First DVD of the year


As you probably know, I am perpetually involved with ranking my favorite movies of the current calendar year. As soon as one year finishes, it's on to the next.

But the first half of the year is always pretty slow, since your only option for seeing new movies is the movie theater. And I tend to be pretty disincentivized from hitting the theaters unless a) the movie is likely to be really awesome (which often is not the case with early-year movies), or b) I'm just desperate to start working on the new year's list. B gets me out to probably five or six more movies in February, March and April than I'd otherwise see. The fact that they'll be available on DVD in plenty of time before my end-of-year ranking deadline further discourages me from seeing them in the theater just to get them ranked.

So that brings me to what I want to discuss today -- that magical moment when the first of the current year's titles hits DVD. It's usually late April or early May. The first one I noticed being available this year was Contraband. The first one I myself watched was Haywire, on Saturday afternoon.

From here, the list can really take off. In the first four months of the year, I saw a measly 11 titles. But I could see my next 11 in the next six weeks -- if I weren't moving in about three weeks, that is.

There has become something ceremonial enough about the first DVD I see from the current calendar year that I remember what it was last year, too. Actually, last year it was not technically a DVD but an itunes rental. Last year I watched No Strings Attached on my ipod on our trip back east for a wedding. (This year it was not technically a DVD either -- I rented Haywire on BluRay from Redbox.)

My No Strings Attached viewing was nearly a month later on the calendar than May 12th, when I watched Haywire (because I couldn't find Contraband at two different Redboxes). Does an earlier start this year mean that I might break my record for titles in a calendar year, which I set last year by watching a total of 121 before my late January deadline?

Probably not. See my previous comment about my life being thrown into chaos by moving houses in about three weeks' time. That'll set me behind again.

But I loved the passing of that ceremonial moment on Saturday, even if I did not love Haywire. I feel somewhat compelled to write a whole post about this, but let's just get it in here at the end of this one instead. I've been feeling this for awhile, but Haywire really brought it home for me: Steven Soderbergh is a cold, clinical filmmaker who will sacrifice character development for plotting and sleek visual presentation. I didn't give a flip about any of the characters in this contract killer thriller, and that doesn't have a lot to do with the fact that Gina Carano is a mixed marial arts fighter, not a trained actor per se. That's all on Soderbergh, for not caring if we care.

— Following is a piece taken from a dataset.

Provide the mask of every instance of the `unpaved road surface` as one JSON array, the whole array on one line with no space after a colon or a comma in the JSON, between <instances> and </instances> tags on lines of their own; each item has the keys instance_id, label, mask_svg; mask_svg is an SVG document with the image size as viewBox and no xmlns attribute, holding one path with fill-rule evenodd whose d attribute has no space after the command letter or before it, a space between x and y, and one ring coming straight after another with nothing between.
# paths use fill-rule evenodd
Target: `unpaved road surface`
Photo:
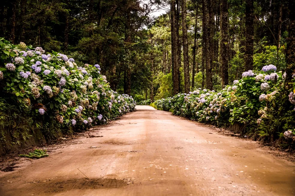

All I really cared about was that it was a 2012 movie, one I was planning to see no matter how good it was, and that I didn't have to go to the theater to see it.

From here on out, any early-year movies I wanted to see, whose quality might be highly suspect, will be only the price of a rental.

Let the good times roll.

2 comments:

Nick Prigge said...

You didn't like "Haywire"? Ah man, I finally just saw it last week and I LOVED it. I can't disagree, though, when you term it as being cold character-wise. That is true, and yet I personally don't mind (not usually, anyway) when an action film ignores character for style. I got a thrill out of the way he staged his sequences and I also thought it was fairly self-aware of the genre it was in.

Derek Armstrong said...

My problem with the film probably goes back to an essential issue I have with spy films in general. I just don't really care who's double-crossing whom and what their reasons are. I have never really liked spy films, and have finally begun acknowledging that to myself in the last couple years. Of course there are exceptions, like James Bond and Mission: Impossible, but those are kind of in a category of their own as franchises with recurring characters. One-off spy films are definitely not very interesting to me.

Also, I didn't really understand why this was a film Soderbergh wanted to make. His "one for me, one for them" career has involved big studio films and pet projects, and this doesn't really seem like either. I guess the cast would suggest it's a big studio film, but it also utilizes a non-professional actress in the lead. It was a hybrid of Soderberghian impulses that just didn't work for me. I thought there was no reason for its existence and that it basically vanishes into thin air.